DataFusion’s planner picks the target number of partitions and then RepartitionExec redistributes RecordBatches to that number of output partitions.

For example, given target_partitions=3 (trying to use 3 cores) but scanning an input with 2 partitions, RepartitionExec can be used to get 3 even streams of RecordBatches

        ▲                  ▲                  ▲
        │                  │                  │
        │                  │                  │
        │                  │                  │
 ┌───────────────┐  ┌───────────────┐  ┌───────────────┐
 │    GroupBy    │  │    GroupBy    │  │    GroupBy    │
 │   (Partial)   │  │   (Partial)   │  │   (Partial)   │
 └───────────────┘  └───────────────┘  └───────────────┘
        ▲                  ▲                  ▲
        └──────────────────┼──────────────────┘
                           │
              ┌─────────────────────────┐
              │     RepartitionExec     │
              │   (hash/round robin)    │
              └─────────────────────────┘
                         ▲   ▲
             ┌───────────┘   └───────────┐
             │                           │
             │                           │
        .─────────.                 .─────────.
     ,─'           '─.           ,─'           '─.
    ;      Input      :         ;      Input      :
    :   Partition 0   ;         :   Partition 1   ;
     ╲               ╱           ╲               ╱
      '─.         ,─'             '─.         ,─'
         `───────'                   `───────'

§Error Handling

If any of the input partitions return an error, the error is propagated to all output partitions and inputs are not polled again.

§Output Ordering

If more than one stream is being repartitioned, the output will be some arbitrary interleaving (and thus unordered) unless Self::with_preserve_order specifies otherwise.

§Spilling Architecture

RepartitionExec uses SpillPool channels to handle memory pressure during repartitioning. Each (input partition, output partition) pair gets its own SpillPool channel for FIFO ordering.

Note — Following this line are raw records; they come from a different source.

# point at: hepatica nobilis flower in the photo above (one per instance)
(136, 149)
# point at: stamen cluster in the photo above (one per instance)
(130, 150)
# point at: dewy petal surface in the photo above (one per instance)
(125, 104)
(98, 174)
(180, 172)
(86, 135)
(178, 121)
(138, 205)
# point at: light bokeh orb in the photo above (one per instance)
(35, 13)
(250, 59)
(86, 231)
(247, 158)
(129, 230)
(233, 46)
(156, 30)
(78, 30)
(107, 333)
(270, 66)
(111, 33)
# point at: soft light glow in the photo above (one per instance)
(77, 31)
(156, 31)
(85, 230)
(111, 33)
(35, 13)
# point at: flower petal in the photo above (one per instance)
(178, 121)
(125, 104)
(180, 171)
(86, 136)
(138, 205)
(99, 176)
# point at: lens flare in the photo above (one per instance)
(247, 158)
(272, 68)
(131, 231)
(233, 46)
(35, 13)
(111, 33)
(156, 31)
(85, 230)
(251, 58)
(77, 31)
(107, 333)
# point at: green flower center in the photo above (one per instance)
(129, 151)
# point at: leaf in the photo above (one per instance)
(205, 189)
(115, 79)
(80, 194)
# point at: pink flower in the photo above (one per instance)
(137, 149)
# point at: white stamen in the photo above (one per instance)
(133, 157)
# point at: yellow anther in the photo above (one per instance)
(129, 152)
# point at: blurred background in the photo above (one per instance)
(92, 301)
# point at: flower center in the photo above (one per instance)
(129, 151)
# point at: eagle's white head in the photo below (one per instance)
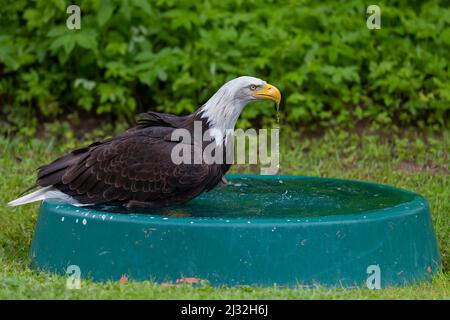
(223, 109)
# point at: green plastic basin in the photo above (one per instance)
(258, 230)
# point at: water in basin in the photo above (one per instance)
(281, 198)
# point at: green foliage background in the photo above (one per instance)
(168, 55)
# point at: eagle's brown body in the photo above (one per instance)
(137, 167)
(134, 168)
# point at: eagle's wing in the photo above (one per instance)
(132, 167)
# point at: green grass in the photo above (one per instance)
(417, 162)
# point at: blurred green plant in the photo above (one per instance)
(167, 55)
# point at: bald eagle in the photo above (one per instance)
(135, 168)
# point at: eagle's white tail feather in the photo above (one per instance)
(45, 193)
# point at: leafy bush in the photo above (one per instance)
(168, 55)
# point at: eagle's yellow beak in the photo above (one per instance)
(268, 92)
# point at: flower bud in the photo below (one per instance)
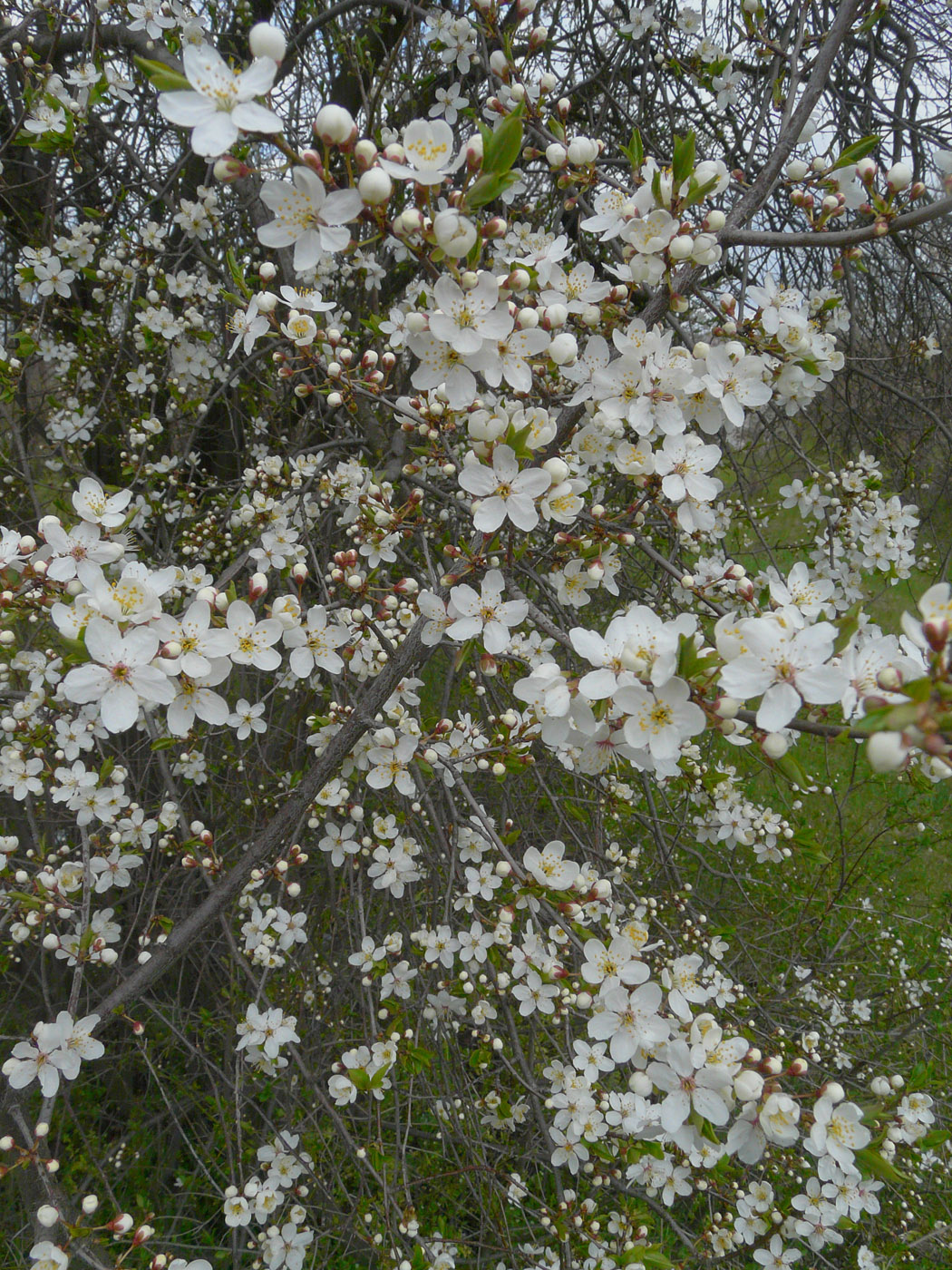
(564, 349)
(555, 317)
(748, 1086)
(886, 751)
(899, 175)
(583, 151)
(681, 247)
(374, 187)
(774, 745)
(335, 126)
(454, 232)
(364, 152)
(267, 41)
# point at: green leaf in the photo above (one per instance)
(847, 626)
(503, 148)
(872, 1162)
(697, 193)
(857, 151)
(635, 150)
(488, 187)
(791, 770)
(161, 76)
(683, 164)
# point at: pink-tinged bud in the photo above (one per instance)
(936, 631)
(228, 169)
(889, 679)
(335, 126)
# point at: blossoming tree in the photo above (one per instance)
(396, 676)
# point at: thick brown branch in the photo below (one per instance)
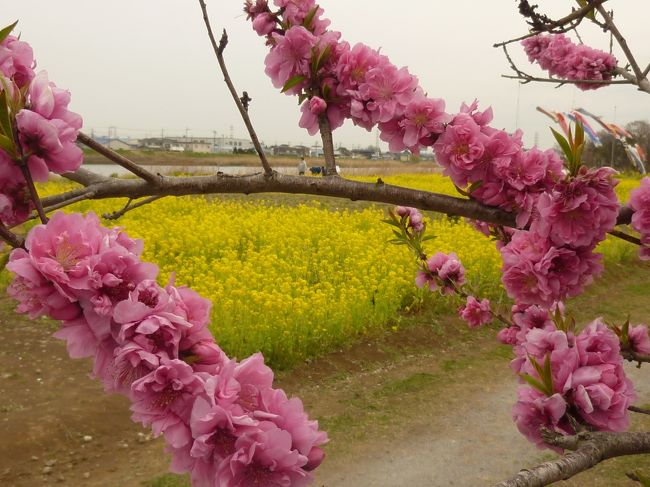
(279, 183)
(626, 237)
(130, 206)
(10, 237)
(243, 110)
(118, 159)
(98, 187)
(589, 450)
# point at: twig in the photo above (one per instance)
(128, 207)
(635, 409)
(243, 111)
(641, 80)
(24, 168)
(32, 191)
(575, 15)
(609, 21)
(119, 159)
(589, 449)
(646, 70)
(328, 144)
(526, 78)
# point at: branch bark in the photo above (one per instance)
(328, 144)
(243, 111)
(640, 79)
(98, 187)
(589, 450)
(10, 237)
(279, 183)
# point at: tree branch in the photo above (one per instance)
(576, 15)
(328, 144)
(589, 450)
(280, 183)
(635, 409)
(626, 237)
(10, 237)
(243, 111)
(526, 78)
(98, 187)
(118, 159)
(129, 206)
(641, 79)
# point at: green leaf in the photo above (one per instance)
(4, 258)
(5, 120)
(538, 368)
(580, 134)
(534, 383)
(625, 333)
(293, 81)
(4, 33)
(564, 144)
(548, 375)
(461, 191)
(318, 61)
(475, 186)
(309, 18)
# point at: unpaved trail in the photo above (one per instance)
(428, 411)
(473, 443)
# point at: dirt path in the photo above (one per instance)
(427, 406)
(473, 443)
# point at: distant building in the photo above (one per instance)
(290, 150)
(121, 144)
(196, 144)
(229, 144)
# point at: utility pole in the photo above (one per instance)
(611, 160)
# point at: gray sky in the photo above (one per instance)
(146, 65)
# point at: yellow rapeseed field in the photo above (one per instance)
(297, 281)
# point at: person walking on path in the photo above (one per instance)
(302, 166)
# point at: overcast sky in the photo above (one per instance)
(146, 65)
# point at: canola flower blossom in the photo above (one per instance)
(222, 419)
(312, 281)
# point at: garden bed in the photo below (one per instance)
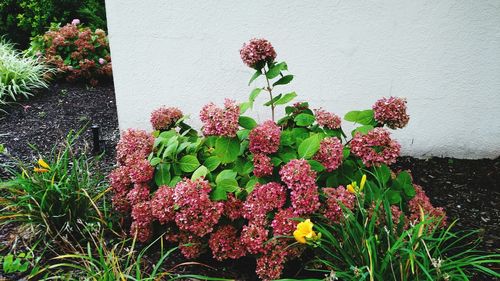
(469, 190)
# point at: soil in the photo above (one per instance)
(469, 190)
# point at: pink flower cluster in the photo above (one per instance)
(375, 148)
(330, 153)
(262, 165)
(257, 50)
(336, 199)
(225, 243)
(196, 213)
(301, 179)
(422, 201)
(391, 112)
(220, 121)
(164, 118)
(327, 119)
(134, 144)
(264, 198)
(265, 138)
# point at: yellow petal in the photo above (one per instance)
(43, 164)
(363, 181)
(299, 237)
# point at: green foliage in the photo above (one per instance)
(22, 19)
(20, 75)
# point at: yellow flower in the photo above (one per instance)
(43, 164)
(305, 232)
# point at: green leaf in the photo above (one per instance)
(212, 163)
(304, 119)
(228, 185)
(227, 149)
(189, 163)
(276, 70)
(362, 129)
(247, 122)
(254, 76)
(284, 80)
(162, 174)
(202, 171)
(286, 98)
(309, 147)
(364, 117)
(316, 166)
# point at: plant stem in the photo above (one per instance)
(270, 90)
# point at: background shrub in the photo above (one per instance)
(20, 19)
(20, 74)
(76, 51)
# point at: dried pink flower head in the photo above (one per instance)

Input Partitions (N)          Output Partitions (M)
────────────────────          ─────────────────────

   Input 0 ──┐                      ┌──▶ Output 0
             │  ┌──────────────┐    │
             ├─▶│ SpillPool    │────┤
             │  │ [In0→Out0]   │    │
   Input 1 ──┤  └──────────────┘    ├──▶ Output 1
             │                       │
             │  ┌──────────────┐    │
             ├─▶│ SpillPool    │────┤
             │  │ [In1→Out0]   │    │
   Input 2 ──┤  └──────────────┘    ├──▶ Output 2
             │                      │
             │       ... (N×M SpillPools total)
             │                      │
             │  ┌──────────────┐    │
             └─▶│ SpillPool    │────┘
                │ [InN→OutM]   │
                └──────────────┘

Each SpillPool maintains FIFO order for its (input, output) pair.
See `RepartitionBatch` for details on the memory/spill decision logic.

§Footnote

The “Exchange Operator” was first described in the 1989 paper Encapsulation of parallelism in the Volcano query processing system Paper which uses the term “Exchange” for the concept of repartitioning data across threads.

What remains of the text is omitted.